Unemployment in the Yuma, Ariz., metropolitan area was 34.5 percent last month—about 4.5 times the national average—according to new Labor Department data.
So why is Yuma’s rate so high? Local officials and experts routinely blame its large migrant population and seasonal agricultural sector. NPR last year spotlighted the town alongside Bismarck, N.D., which was—and remains—the metro area with the nation’s lowest unemployment rate thanks to the region’s oil boom. Here’s how NPR explained Yuma’s problem:
“The unemployment rate of border communities can sometimes artificially increase — and even double — because of a large uncounted migrant population, says San Diego State University economics professor James Gerber. And border cities tend to have greater health problems and lower levels of education, which are associated with high unemployment, he says.”
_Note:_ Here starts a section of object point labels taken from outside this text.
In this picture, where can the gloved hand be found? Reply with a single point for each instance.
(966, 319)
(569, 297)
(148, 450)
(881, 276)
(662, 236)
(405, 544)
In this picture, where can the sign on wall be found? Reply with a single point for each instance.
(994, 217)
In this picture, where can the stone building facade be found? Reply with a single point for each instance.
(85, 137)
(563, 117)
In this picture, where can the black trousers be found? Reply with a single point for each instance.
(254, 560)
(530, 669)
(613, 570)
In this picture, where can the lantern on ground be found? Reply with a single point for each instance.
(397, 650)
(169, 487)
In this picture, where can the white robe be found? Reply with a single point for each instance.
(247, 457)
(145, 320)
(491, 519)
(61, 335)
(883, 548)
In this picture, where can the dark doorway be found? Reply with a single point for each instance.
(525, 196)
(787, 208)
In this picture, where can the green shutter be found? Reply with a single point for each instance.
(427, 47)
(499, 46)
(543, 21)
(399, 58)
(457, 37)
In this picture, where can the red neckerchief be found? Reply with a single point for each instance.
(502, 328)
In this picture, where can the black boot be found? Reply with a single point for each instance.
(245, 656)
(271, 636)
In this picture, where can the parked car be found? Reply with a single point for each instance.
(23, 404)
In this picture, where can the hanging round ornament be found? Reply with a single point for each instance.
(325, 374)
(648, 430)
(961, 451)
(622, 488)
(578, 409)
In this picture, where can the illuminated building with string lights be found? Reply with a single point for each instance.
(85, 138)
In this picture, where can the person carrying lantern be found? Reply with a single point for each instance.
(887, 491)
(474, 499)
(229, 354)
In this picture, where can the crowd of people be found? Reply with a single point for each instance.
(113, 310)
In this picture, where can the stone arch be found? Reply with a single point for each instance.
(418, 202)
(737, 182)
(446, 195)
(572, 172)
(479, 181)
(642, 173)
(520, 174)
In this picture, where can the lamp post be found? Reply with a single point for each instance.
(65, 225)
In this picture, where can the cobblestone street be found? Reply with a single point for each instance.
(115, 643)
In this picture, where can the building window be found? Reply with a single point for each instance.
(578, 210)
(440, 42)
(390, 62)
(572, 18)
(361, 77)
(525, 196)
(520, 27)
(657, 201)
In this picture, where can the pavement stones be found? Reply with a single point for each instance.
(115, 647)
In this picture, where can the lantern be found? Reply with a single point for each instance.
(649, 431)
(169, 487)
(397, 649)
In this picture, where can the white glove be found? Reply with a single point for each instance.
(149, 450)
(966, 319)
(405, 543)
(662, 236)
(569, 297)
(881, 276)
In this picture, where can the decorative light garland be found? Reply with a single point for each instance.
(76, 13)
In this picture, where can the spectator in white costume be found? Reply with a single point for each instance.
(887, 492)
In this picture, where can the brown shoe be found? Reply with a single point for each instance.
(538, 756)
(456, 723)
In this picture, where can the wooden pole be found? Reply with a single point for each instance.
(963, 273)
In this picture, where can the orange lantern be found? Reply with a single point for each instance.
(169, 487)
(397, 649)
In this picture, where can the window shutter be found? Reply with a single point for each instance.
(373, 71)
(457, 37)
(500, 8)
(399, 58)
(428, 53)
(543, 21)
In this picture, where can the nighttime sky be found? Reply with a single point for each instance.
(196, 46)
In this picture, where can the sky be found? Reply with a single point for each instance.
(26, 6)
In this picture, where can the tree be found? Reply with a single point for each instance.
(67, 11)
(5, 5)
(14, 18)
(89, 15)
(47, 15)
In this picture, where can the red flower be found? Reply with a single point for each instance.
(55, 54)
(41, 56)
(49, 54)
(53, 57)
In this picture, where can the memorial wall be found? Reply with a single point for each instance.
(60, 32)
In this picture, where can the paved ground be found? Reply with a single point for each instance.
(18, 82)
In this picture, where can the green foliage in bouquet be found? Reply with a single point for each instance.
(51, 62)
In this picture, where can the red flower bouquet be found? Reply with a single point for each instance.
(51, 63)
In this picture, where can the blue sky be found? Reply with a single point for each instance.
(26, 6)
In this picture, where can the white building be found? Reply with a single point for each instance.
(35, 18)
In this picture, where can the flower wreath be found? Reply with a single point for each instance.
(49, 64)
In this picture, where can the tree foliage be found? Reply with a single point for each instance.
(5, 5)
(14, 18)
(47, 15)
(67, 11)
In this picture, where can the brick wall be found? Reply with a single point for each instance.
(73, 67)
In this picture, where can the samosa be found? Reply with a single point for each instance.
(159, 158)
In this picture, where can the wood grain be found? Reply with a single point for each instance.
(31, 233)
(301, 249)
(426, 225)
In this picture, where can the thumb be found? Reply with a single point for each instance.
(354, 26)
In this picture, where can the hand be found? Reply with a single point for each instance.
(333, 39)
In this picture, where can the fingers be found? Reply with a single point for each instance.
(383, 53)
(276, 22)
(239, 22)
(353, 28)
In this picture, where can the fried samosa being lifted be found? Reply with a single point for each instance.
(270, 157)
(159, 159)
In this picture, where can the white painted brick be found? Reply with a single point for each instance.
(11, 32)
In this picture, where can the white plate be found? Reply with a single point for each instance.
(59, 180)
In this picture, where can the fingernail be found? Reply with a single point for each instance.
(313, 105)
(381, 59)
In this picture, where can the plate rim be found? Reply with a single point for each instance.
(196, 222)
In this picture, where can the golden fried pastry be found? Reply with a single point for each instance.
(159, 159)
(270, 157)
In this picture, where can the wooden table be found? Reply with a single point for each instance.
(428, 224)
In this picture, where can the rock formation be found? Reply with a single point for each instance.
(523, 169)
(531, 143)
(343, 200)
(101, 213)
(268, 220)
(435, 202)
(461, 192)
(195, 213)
The seasonal farm sector and tourism were to blame, too, local officials told a local reporter last month. That seasonality is evident when you look at Yuma’s monthly rates over the past few years, though the peaks and troughs have almost steadily climbed from the start of the Great Recession and through the recovery:
But Yuma is an outlier. More than half of the nation’s metro areas—214—fared better than the national average last month. And just over 85 percent posted year-on-year unemployment rate declines. In the 49 areas that are home to one million or more people, unemployment ranged from 4.8 percent to 11 percent.